Claro que siempre habrá aquellas personas que apelen al respeto, pero el respeto debe ganarse, y no precisamente con las soberbias ostentaciones de poder de la que hace gala la estirpe clerical mejor instalada. Si un movimiento ciudadano los molesta tanto, toca a nosotros como ciudadanos preguntarnos si todo ese oropel y parafernalia exhibido durante los cortejos no terminan siendo más ofensivos para un país que se muere de hambre y que se revuelca en la miseria, un país donde la vida hace mucho tiempo vale menos que una alfombra de aserrín o un turno procesional.

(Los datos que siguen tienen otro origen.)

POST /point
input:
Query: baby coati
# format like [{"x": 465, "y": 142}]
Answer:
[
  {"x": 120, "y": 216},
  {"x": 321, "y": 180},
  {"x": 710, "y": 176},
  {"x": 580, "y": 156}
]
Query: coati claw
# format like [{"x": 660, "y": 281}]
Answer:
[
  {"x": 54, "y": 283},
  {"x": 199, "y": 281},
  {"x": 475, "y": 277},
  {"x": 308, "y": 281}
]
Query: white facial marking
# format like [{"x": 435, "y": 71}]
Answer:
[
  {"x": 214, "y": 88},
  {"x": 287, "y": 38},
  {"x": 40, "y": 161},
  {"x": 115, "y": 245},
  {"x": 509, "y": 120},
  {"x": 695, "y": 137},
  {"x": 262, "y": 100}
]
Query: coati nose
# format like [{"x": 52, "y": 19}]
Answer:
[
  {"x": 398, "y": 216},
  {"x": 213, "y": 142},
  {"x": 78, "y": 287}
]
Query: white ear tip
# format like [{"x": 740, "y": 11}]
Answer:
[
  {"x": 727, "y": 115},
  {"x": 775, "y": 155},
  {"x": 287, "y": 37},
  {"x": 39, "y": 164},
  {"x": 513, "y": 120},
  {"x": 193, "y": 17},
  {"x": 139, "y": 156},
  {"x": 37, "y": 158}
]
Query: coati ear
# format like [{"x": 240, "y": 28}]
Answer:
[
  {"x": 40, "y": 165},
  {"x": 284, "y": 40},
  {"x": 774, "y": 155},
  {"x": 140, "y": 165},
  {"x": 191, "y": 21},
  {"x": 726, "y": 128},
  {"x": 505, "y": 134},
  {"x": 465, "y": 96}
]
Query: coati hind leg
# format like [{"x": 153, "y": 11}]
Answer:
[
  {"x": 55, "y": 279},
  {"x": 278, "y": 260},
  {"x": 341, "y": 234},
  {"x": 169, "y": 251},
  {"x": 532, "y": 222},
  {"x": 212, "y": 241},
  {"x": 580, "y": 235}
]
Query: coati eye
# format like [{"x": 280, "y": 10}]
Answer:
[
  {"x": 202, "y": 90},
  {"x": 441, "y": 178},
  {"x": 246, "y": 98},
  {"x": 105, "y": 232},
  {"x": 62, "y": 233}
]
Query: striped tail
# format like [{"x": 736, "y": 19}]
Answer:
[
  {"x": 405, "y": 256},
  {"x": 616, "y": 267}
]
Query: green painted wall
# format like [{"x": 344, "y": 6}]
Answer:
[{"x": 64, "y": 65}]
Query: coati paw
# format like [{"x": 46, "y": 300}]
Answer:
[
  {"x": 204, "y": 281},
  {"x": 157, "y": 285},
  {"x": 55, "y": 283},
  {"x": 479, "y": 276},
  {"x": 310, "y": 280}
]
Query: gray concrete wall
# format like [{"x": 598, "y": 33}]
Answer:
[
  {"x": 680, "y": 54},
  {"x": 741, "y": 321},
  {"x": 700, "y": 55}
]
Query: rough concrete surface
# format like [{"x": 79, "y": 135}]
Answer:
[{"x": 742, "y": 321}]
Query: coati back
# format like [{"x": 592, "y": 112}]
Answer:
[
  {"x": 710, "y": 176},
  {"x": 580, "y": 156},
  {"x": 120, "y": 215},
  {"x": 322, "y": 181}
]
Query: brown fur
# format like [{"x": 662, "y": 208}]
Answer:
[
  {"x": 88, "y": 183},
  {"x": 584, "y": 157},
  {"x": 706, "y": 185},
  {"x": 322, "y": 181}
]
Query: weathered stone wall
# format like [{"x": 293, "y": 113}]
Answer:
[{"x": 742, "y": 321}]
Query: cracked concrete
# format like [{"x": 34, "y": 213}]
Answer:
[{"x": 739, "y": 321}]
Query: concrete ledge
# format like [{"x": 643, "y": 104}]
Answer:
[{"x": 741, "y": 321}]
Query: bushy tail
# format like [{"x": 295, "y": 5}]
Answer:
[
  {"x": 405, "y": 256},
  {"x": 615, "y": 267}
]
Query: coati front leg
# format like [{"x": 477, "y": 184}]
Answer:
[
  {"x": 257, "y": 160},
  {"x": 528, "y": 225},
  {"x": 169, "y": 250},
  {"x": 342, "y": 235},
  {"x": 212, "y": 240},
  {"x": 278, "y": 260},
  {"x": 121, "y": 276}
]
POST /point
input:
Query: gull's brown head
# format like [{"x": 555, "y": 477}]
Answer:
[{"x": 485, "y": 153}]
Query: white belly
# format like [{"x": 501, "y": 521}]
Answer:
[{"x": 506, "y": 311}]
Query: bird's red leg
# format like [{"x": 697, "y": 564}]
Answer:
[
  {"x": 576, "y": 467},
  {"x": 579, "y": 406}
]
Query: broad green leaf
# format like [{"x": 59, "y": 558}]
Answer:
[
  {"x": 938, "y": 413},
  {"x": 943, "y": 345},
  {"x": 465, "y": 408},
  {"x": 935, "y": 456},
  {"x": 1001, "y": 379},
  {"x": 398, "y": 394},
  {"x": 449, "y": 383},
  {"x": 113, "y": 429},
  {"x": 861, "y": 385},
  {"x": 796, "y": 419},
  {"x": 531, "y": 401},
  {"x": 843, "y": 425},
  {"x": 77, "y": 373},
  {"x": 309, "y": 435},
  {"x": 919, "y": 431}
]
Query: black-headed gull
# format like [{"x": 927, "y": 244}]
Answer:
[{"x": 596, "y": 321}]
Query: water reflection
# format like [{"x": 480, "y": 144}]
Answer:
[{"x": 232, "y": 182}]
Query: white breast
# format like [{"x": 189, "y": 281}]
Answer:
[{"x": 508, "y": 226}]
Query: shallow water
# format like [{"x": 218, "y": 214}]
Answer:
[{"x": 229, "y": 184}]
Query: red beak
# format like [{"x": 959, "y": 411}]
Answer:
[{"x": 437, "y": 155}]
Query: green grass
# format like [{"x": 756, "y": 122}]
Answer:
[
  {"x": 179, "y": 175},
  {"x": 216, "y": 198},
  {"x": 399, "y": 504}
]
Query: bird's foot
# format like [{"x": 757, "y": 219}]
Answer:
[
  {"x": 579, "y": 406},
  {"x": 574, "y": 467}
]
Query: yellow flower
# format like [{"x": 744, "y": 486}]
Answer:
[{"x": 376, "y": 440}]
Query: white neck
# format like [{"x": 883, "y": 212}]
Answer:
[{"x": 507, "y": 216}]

Pero lo más terrible quizá sea ver el número de personas que todavía se toman como ofensa personal cualquier cuestionamiento que se haga de la iglesia y que la defiendan a capa y espada como fieles siervos. Estas personas son las primeras en postrarse como alfombras y recolectar firmas para apagar cualquier movimiento que parezca sospechoso. Estas personas viven obsesionadas con un delirio de persecución y crean toda una trama de conspiración que va socavando los principios de orden y equilibro que cimientan la sociedad de cristal en la que creen vivir. No cabe duda de que el adoctrinamiento religioso puede llegar a tener consecuencias fatales para una sociedad enferma que ignora sus propios males. Afortunadamente, las personas que nos apartamos y nos resistimos a este lavado de cerebro, todavía tenemos la posibilidad de encomendarnos a la Poderosa Vulva, para que nos proteja de la alienación y de todos los bienes.